A 2019 high court decision sparked a wave of cases in this area by expanding the exemption to encompass independent contractors, and not just employees.
Justice Neil Gorsuch asked the attorneys about how broadly the exemption should reach, whether the exemption included the back-office accountant, as well as delivery drivers for Uber, Lyft Inc., and last-mile drivers for Amazon. Chief Justice John Roberts asked about ticket agents and the airline’s general counsel. Justice Elena Kagan asked about signal operators of railroads that signal when a train can move forward, while Justice Clarence Thomas mentioned tugboat operators.
“Why wouldn’t we naturally understand someone who is loading and unloading cargo from interstate commerce to be involved in interstate commerce within the meaning of this -- this act?” Gorsuch asked Southwest attorney Shay Dvoretzky.
Dvoretzky said the court shouldn’t adopt a broad test to sweep the entire airline industry under the exemption.
“Cargo loaders don’t work on planes,” just as seamen don’t include the stevedores who load and unload ship cargo, he said. He later argued a test that didn’t include flight “ground crews” would cut down on unnecessary litigation. “The statute doesn’t speak in terms of entire industries, it speaks to classes of workers and what the workers do.”
Yet Saxon’s attorney, Jennifer Bennett, said it was clear that unlike seamen, railroad cargo loaders were considered transportation workers. She acknowledged that executives, such as general counsel for an airline, wouldn’t be part of this exemption, nor would Southwest employees who administer a credit card points system for passengers. But a bookkeeper who schedules crews’ activity would fall under the definition, she said.
The justices asked specifically about the arguments made by the gig companies and Amazon, whether transportation workers who are part of the flow of interstate commerce should fall under the exemption as well. Bennett said the test should be whether the worker is engaged “directly to the transportation function” of the industry. She said the trucking, busing—and in the future, space travel—would be affected by this ruling as well.
“Cargo loaders are at the core of this exemption,” Bennett said. She later added, “Southwest presents the virtue as a bright line rule that will be easily administered. In many cases that’s not true. It’s not just a problem in novel issues like with Lyft and Uber.”
At the Circuit Level
The U.S. Court of Appeals for the Seventh Circuit last year reversed a lower court’s decision in favor of Southwest, ruling that Saxon should fall under the FAA exemption and be allowed to bring her claim in court.

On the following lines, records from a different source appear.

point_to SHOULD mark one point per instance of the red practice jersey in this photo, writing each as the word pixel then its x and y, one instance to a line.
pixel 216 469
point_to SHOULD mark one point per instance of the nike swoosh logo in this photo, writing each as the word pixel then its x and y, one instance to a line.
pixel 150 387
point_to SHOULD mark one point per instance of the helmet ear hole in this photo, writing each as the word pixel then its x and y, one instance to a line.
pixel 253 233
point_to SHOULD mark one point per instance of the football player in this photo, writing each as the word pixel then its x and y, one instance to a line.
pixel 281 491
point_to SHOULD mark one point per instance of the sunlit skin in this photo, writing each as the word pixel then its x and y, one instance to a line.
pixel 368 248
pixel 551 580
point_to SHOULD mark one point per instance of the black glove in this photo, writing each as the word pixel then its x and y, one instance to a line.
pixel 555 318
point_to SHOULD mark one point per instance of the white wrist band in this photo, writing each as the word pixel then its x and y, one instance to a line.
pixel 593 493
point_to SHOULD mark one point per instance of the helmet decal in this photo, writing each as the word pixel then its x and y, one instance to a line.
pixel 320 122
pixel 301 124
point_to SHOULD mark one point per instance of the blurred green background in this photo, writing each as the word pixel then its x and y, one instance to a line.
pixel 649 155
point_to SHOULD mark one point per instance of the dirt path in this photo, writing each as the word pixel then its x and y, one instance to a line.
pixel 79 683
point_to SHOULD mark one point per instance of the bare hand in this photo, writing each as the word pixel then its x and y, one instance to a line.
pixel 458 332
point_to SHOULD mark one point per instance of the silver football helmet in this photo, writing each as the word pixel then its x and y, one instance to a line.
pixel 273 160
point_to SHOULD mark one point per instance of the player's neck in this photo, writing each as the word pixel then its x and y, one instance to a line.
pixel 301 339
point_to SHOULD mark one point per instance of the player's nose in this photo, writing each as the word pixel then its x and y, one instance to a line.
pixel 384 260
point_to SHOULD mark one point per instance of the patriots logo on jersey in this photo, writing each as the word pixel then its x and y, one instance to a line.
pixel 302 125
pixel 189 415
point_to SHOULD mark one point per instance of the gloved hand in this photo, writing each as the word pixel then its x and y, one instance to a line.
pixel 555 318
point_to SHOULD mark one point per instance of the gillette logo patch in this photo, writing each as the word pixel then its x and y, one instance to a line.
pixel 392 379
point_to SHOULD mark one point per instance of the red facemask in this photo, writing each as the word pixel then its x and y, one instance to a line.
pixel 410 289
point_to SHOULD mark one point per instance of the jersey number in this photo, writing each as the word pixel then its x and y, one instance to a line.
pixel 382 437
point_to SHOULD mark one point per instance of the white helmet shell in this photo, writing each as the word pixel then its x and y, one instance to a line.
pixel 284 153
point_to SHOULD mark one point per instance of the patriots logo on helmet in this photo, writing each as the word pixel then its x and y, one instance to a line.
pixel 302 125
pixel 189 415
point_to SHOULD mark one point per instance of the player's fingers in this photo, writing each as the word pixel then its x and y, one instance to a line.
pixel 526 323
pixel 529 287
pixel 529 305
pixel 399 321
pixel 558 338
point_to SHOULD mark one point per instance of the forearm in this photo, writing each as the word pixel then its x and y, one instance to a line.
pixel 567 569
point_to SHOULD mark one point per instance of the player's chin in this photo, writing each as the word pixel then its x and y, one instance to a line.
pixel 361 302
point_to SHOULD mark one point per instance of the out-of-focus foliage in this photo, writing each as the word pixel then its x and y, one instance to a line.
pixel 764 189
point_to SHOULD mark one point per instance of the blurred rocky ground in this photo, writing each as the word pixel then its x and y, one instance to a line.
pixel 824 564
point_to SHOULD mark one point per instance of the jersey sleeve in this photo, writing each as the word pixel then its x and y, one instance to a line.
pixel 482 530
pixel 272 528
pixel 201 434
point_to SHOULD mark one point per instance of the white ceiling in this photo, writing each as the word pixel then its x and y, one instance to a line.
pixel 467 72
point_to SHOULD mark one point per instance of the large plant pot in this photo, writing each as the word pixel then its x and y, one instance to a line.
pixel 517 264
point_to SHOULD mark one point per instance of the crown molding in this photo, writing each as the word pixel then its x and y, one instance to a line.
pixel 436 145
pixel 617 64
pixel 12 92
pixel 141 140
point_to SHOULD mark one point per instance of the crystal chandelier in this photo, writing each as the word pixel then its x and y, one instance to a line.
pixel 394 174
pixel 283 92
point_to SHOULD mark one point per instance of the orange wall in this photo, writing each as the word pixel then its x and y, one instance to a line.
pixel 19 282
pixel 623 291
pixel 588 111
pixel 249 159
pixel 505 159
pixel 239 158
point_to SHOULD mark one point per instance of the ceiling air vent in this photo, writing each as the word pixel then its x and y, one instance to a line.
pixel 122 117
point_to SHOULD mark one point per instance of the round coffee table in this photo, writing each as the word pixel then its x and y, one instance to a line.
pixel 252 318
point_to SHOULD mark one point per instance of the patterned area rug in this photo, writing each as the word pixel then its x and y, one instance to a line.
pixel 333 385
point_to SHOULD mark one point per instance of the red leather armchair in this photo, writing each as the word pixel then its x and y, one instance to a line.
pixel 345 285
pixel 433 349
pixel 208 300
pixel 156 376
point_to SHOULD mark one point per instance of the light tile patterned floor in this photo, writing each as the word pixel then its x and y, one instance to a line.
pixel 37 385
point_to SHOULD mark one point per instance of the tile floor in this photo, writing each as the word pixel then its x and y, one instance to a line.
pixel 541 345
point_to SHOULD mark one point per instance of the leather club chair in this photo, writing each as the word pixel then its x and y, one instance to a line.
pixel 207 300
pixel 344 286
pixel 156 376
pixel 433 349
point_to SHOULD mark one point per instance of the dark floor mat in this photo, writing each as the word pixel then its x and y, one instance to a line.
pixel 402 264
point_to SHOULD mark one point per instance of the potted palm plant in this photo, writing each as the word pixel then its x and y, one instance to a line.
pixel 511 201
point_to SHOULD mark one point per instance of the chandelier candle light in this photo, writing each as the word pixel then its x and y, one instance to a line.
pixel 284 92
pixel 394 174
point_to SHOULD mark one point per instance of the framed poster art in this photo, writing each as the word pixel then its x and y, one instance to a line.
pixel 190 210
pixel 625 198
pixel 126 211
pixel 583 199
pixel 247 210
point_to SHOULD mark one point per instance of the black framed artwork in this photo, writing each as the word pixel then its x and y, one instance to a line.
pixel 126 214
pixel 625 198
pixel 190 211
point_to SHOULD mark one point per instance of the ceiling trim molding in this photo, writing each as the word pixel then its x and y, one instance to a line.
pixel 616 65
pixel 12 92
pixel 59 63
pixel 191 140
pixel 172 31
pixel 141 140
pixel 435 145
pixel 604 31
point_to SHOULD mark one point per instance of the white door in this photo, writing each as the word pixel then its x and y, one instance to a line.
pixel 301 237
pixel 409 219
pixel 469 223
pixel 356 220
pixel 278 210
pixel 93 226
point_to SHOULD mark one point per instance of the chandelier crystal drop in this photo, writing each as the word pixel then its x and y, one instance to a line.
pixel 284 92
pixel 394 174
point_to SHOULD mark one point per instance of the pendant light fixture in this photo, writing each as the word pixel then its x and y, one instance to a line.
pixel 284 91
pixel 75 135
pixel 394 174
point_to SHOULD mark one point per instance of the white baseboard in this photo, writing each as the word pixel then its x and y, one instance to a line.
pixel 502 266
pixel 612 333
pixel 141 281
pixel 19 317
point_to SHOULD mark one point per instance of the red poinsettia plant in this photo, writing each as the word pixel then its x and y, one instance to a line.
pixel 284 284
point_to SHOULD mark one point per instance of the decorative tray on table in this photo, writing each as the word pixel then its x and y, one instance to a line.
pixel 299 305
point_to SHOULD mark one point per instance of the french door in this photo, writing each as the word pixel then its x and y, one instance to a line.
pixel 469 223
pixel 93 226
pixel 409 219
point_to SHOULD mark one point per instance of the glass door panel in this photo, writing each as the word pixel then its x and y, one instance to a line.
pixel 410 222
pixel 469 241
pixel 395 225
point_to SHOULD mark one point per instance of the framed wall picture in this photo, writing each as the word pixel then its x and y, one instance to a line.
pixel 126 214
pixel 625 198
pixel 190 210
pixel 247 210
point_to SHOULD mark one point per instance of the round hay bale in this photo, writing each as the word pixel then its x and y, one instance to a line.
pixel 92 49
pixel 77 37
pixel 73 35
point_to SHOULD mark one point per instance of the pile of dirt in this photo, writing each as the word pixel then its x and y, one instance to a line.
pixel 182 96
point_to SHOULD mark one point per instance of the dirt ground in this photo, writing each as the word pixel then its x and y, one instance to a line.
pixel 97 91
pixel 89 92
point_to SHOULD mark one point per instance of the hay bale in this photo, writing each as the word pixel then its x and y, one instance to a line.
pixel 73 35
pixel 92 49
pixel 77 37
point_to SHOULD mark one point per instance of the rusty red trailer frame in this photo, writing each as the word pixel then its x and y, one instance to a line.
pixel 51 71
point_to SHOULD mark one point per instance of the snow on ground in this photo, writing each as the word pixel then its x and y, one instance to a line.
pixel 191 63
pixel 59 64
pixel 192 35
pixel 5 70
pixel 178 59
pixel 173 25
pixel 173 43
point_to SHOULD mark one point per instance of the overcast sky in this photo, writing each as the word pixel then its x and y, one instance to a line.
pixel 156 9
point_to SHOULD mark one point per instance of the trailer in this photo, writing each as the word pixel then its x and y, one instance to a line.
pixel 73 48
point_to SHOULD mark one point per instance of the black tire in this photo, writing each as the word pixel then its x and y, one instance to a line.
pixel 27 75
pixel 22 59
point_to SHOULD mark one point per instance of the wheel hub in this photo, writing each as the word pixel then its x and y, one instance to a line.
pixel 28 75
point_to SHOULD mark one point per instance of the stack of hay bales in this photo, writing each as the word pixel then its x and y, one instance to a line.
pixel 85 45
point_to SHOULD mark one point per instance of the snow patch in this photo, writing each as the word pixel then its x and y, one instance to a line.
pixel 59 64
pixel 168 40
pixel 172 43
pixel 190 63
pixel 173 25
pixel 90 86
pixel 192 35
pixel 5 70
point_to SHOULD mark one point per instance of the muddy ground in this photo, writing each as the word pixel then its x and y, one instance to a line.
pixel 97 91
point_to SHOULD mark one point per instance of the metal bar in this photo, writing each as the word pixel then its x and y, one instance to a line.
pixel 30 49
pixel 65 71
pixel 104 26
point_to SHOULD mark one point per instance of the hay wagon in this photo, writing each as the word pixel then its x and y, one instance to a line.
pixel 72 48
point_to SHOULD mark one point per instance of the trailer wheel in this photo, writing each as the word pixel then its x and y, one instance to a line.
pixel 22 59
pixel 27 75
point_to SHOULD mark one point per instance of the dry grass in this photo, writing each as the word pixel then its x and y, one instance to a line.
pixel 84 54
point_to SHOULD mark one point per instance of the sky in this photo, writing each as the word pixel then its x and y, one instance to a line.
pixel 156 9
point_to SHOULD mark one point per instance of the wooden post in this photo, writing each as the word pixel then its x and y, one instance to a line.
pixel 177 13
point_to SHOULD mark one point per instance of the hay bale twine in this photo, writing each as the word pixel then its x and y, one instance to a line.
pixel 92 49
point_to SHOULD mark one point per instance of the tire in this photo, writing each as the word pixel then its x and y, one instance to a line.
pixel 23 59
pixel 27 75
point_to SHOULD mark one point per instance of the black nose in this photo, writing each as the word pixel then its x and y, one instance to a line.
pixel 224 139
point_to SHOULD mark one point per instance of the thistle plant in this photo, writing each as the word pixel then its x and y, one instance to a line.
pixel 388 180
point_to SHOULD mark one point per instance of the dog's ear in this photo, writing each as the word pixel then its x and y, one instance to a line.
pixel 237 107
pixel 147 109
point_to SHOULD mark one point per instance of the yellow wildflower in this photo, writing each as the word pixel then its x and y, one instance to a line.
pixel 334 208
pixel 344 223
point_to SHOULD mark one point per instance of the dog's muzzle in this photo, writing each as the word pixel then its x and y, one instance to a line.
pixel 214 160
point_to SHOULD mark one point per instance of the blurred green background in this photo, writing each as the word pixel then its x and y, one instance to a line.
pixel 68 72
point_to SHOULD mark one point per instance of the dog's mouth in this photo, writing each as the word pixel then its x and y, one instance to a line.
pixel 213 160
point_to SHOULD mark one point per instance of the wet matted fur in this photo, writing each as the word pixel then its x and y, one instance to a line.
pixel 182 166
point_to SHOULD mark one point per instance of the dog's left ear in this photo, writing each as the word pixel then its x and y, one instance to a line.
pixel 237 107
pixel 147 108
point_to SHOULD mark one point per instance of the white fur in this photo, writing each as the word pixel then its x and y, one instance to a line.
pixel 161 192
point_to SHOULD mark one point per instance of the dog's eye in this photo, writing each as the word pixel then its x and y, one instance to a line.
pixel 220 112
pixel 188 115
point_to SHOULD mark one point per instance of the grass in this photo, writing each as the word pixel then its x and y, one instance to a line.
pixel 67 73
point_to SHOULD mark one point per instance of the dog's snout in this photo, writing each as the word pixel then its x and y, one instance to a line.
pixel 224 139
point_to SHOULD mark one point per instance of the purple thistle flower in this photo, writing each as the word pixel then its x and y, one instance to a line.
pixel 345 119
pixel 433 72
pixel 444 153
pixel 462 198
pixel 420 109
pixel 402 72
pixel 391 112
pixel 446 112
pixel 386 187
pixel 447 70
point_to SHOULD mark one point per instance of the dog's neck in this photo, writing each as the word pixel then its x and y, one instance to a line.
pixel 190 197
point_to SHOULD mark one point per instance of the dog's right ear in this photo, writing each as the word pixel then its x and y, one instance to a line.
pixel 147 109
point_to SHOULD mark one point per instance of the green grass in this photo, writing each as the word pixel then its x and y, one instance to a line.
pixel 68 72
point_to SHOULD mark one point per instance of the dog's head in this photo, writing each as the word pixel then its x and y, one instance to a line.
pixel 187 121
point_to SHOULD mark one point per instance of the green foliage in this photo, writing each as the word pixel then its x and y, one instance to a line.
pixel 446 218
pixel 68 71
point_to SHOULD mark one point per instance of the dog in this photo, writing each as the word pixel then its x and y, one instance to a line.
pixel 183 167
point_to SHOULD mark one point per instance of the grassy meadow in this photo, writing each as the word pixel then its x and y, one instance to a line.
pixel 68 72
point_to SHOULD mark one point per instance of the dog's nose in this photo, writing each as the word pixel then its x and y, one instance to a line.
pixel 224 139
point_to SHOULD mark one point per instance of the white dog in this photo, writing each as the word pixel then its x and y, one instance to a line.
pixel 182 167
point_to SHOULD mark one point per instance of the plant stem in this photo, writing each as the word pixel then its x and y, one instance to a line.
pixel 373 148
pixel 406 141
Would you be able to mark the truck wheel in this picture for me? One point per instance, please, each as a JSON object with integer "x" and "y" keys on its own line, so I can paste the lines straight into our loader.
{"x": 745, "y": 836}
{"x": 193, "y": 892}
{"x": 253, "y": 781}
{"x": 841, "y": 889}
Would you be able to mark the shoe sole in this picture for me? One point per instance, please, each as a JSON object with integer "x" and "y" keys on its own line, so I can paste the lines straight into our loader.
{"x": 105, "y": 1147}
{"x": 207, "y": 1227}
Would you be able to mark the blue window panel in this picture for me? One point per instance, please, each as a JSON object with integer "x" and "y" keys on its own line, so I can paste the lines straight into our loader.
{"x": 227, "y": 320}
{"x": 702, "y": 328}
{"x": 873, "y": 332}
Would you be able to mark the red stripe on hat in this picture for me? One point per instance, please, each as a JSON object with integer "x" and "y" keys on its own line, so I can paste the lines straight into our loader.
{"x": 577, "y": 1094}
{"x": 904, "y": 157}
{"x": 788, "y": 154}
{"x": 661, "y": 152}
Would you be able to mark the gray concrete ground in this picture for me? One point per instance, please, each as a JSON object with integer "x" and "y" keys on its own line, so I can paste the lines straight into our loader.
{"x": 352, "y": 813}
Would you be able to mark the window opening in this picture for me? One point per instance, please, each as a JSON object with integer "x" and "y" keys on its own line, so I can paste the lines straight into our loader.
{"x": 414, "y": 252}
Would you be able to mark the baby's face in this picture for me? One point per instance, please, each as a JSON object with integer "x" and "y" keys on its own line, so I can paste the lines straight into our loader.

Saxon argued that filling in for ramp agents three days a week qualifies her for the transportation worker exemption because she’s “engaged in foreign or interstate commerce.” The airline countered that the FAA exemption should be construed narrowly, and Saxon wasn’t exempt because she didn’t personally transport baggage.
During Southwest’s argument, Dvoretzky also pointed to an opinion written by Justice Amy Coney Barrett while she was a Seventh Circuit judge, that GrubHub drivers shouldn’t be considered directly engaged in the channels of interstate commerce. That argument was distinct from other appeals court rulings involving Amazon’s last-mile delivery drivers, who courts ruled should fall under the exemption.
Barrett recused herself from the Southwest case at the high court.
Skadden, Arps, Slate, Meagher & Flom LLP represents Southwest. Gupta Wessler PLLC represents Saxon.
The case is Southwest v. Saxon, U.S., No. 21-309, oral argument 3/28/22.